The Loomis Chaffee Climate Action group (LCCA) has teamed up with the Citizen’s Climate Lobby (CCL) to advocate for the passage of the Carbon Fee and Dividend bill, a solution expected to drastically reduce emissions and prevent the worst impacts of a warming world.
This summer, the LCCA has been in close collaboration with the Greater Hartford Chapter of the Citizen’s Climate Lobby, a non-profit, non-partisan grassroots advocacy organization focused on natural policies to address climate change.
Together, the LCCA and CCL have been tackling their main goal— the passage of the Carbon Fee and Dividend bill. This policy would place a steadily increasing price on carbon and other greenhouse gasses with all fees collected —minus administrative costs—returned to households as a monthly dividend. According to the CCL, studies show that in just 20 years, this system could reduce carbon emissions to 50 percent of 1990 levels while adding 2.1 million jobs to the American economy.
“It’s a bill that puts economic structure in place to disincentivize fossil fuel reuse,” said science teacher Neil Chaudhary.
In their quest to get this bill to the floor, Neil, along with juniors Karishma Lawrence and Jordan Korn, and sophomore Mattie McCann, were joined by local Connecticut residents and CCL members in virtually lobbying for congressional support.
“This summer, we were able to be a part of the planning and execution of calls with the offices of three congressional representatives in the state: John Larson, Jahana Hayes, and Chris Murphy,” said Neil.
The result of their advocacy seems promising. “In my meeting with John Larson’s aides, they were supportive of the bill.
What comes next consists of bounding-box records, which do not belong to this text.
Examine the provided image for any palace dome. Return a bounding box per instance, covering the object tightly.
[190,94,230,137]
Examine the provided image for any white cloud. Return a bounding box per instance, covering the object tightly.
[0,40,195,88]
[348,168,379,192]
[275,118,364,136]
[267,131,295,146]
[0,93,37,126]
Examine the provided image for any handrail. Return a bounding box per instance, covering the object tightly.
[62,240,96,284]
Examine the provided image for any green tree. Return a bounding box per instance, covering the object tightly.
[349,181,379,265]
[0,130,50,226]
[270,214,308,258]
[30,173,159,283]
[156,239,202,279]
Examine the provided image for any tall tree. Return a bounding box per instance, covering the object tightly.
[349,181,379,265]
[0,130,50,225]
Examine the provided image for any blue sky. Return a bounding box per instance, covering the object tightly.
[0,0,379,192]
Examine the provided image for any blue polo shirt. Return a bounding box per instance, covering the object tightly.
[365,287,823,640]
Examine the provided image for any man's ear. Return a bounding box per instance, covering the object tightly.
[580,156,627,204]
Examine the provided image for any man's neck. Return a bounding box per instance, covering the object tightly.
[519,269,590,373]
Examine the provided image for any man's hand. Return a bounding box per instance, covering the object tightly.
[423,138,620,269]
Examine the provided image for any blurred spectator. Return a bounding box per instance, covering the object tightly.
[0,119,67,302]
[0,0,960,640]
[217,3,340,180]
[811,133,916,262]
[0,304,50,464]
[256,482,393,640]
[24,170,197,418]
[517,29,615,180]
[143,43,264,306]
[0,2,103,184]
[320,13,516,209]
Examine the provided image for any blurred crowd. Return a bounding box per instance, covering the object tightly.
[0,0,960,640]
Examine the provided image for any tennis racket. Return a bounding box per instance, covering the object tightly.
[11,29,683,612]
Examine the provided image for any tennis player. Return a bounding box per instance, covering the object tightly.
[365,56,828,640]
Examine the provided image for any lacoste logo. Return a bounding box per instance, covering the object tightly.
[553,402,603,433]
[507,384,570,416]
You can never really get a concrete yes or no from some politicians but a lot of the people we met with were inclined to support the bill if it came to the floor,” said Karishma.
“The offices of both John Larson and Chris Murphy have taken strong stances toward climate reform,” said Jordan, who was involved in lobbying meetings with both parties. “A lot of the discussion was ‘why is this bill a good solution?’ rather than ‘why is climate change important?’ which was a unique experience.”
Representative Jahana Hayes also expressed an intention to co-sponsor the Carbon Fee and Dividend bill. “The number of co-sponsors you have is an indication of the likelihood that this bill will be brought to the floor in the first place,” said Neil. He expressed gratitude for the potential new endorsement and the overall experience. “It’s a lot of work, but it’s totally doable,” he said. “If you want to speak to people at the highest levels of power in this country, all you have to do is be persistent, plan, and don’t give up.”
Now that they have completed their lobbying days for the Carbon Fee and Dividend bill, the LCCA and CCL’s new task is getting the state of Connecticut to declare a climate emergency, which is a piece of legislation passed by a governing body that puts the government on record in support of taking emergency action to reverse global warming.
So far, the LCCA has asked congresswoman Wildaliz Bermudez for her support and advice on how to go about a declaration of a climate emergency in Hartford. “Congresswoman Bermudez has suggested we meet with the Hartford City Council to ask for their support in passing the climate emergency declaration,” said Mattie.
As a personal project, Karishma has been working with the CCL to get her hometown of Rocky Hill, Connecticut, to declare a climate emergency, with the hopes that other Connecticut towns will follow suit. She has since gotten a response from her town’s mayor inviting her and others from her group to present their stance to the town council. “I’ve always been very passionate about the environment,” said Karishma. “Being a part of the LCCA to me is a chance to be a part of something bigger and chance to make concrete change in the world.”